Les protéines appelées interleukine-1 (IL1) et interleukine-6 (IL6) permettent de réguler l'inflammation aiguë. Pour calmer la réponse immunitaire et réduire l'inflammation, les chercheurs utilisent certains médicaments qui bloquent leurs récepteurs dans le corps, comme le tocilizumab ou le siltuximab.

Chez les cas de Covid-19 les plus sévères, c'est le composant inflammatoire de la maladie qui prédomine. Au début de l'infection, le virus attaque le corps. C'est la phase virale. Après la réduction de la charge virale, une réaction inflammatoire se produit. "Tous les patients développent de l'inflammation, mais chez certains, cela tourne à 'l'orage cytokinique', c'est-à-dire à une inflammation très forte", explique Frédéric Cotton, chef du service de chimie médicale du LHUB-ULB, qui participe aux analyses. L'inflammation, qui a pour but de se défendre contre l'agresseur, déclenche alors des dégâts pour le patient lui-même. Les médecins essaient donc de rétablir une réponse adéquate du système immunitaire.

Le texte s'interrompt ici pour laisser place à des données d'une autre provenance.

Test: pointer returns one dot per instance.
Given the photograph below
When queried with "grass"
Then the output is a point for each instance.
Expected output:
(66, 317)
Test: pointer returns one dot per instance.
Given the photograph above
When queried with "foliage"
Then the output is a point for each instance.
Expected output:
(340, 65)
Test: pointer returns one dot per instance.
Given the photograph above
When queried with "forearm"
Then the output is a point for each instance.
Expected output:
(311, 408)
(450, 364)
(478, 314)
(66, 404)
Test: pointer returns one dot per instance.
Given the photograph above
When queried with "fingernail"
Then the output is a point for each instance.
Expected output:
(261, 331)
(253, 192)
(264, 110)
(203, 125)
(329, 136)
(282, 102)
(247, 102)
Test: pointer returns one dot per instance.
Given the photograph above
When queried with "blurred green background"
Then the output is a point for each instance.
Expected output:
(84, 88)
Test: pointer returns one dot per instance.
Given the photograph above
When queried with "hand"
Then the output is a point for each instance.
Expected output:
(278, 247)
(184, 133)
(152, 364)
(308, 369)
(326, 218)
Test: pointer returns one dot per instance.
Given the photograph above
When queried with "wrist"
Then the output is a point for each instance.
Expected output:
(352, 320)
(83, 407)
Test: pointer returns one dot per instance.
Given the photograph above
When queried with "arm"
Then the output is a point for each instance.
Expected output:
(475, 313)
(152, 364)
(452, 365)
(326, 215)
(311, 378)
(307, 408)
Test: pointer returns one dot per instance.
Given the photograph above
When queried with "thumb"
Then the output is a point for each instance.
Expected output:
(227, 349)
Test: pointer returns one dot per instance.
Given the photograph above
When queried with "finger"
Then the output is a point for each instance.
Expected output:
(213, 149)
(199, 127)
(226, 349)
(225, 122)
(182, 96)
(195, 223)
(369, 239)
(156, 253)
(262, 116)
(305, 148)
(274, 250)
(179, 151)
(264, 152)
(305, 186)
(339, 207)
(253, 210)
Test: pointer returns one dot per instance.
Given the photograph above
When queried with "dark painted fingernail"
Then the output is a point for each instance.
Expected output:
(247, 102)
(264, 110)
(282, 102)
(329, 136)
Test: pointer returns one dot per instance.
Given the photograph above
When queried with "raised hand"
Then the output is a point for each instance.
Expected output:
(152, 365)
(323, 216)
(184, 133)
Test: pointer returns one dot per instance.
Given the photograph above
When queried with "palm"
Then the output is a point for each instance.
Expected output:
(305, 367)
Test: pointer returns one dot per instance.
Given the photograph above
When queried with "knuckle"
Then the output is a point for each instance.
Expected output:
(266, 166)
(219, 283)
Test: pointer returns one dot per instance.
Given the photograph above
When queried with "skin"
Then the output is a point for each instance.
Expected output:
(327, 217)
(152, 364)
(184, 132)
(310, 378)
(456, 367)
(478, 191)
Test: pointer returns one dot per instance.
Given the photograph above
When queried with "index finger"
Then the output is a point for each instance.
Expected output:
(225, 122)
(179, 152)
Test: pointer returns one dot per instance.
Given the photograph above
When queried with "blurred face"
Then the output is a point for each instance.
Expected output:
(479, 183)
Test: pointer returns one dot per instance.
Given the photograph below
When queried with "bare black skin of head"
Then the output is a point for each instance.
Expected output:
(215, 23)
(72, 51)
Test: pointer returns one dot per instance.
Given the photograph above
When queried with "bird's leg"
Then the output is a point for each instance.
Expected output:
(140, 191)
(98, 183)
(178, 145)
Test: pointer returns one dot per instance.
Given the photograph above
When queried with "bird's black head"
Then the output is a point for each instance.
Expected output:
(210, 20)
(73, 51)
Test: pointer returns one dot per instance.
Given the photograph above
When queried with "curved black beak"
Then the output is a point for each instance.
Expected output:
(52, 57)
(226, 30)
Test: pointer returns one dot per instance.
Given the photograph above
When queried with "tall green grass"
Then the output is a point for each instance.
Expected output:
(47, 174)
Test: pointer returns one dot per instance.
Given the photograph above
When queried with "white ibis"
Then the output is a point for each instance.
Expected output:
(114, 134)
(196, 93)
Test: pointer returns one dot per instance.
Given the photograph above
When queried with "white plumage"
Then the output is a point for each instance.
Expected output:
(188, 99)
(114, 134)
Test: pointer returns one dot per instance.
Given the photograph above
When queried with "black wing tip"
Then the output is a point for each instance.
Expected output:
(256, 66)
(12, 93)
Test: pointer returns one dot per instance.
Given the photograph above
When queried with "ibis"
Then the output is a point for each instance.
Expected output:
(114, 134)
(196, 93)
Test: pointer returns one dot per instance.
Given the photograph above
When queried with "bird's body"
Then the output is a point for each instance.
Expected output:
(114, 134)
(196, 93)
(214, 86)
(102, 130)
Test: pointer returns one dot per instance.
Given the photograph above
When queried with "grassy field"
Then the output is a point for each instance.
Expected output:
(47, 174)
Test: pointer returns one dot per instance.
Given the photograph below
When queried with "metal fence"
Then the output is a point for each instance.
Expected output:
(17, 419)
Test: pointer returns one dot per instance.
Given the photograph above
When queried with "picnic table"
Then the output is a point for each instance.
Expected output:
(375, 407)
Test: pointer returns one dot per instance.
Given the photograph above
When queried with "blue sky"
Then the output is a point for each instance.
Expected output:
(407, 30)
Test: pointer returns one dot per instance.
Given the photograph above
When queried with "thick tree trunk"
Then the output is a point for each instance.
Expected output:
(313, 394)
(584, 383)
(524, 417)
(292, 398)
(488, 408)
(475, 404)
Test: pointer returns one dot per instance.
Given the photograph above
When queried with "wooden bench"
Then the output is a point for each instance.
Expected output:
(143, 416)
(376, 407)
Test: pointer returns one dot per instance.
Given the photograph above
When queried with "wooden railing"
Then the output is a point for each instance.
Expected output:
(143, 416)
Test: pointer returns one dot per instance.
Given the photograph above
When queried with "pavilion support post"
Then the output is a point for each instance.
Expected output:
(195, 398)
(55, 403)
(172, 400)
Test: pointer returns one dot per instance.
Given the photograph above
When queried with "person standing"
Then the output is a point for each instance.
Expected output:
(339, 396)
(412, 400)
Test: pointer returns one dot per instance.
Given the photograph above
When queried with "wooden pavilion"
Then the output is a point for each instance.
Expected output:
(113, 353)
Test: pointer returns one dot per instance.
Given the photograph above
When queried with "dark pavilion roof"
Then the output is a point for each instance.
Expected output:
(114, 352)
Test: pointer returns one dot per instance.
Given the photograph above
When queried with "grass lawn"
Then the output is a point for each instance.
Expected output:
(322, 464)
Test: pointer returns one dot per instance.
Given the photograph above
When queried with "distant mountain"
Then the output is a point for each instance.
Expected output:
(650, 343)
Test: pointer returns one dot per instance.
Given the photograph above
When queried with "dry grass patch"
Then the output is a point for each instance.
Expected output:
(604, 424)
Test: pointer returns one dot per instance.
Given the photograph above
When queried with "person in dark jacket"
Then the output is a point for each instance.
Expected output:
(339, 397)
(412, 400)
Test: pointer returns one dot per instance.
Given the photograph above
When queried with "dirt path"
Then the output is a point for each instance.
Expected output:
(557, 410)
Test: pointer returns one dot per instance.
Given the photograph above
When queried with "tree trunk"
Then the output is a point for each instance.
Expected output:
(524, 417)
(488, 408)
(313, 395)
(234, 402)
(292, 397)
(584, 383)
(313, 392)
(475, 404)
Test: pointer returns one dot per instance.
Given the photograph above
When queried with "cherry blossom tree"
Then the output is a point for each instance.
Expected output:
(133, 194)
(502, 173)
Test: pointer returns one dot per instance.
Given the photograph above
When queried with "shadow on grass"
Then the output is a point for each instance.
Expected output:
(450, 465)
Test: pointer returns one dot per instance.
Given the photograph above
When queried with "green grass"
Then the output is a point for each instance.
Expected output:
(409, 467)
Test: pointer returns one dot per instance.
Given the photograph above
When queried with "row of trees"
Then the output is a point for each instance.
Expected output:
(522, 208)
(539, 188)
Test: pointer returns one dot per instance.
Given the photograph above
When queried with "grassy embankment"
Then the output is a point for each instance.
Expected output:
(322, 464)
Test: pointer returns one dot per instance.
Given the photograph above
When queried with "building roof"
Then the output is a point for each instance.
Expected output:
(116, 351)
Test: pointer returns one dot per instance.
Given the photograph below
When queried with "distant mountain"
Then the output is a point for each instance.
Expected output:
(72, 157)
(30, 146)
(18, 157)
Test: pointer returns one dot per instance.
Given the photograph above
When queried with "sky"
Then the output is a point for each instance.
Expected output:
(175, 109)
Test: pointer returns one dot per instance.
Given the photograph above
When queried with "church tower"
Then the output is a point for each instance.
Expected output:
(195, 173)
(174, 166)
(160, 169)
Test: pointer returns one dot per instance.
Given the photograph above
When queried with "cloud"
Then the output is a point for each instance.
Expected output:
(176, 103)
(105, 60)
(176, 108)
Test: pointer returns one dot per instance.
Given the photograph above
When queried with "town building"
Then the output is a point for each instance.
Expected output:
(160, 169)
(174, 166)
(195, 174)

Une trentaine de malades sont inclus dans l'étude en Belgique. Il faudra observer plus de 340 patients pour affirmer l'efficacité du traitement de manière statistique. "Nous avons l'impression que cela marche", se réjouit Maya Hites, infectiologue à l'hôpital Erasme. "Mais nous pouvons avoir de fausses impressions. Un patient a par exemple refusé de participer à l'étude. Son état s'est amélioré spontanément dans les deux jours", explique-t-elle.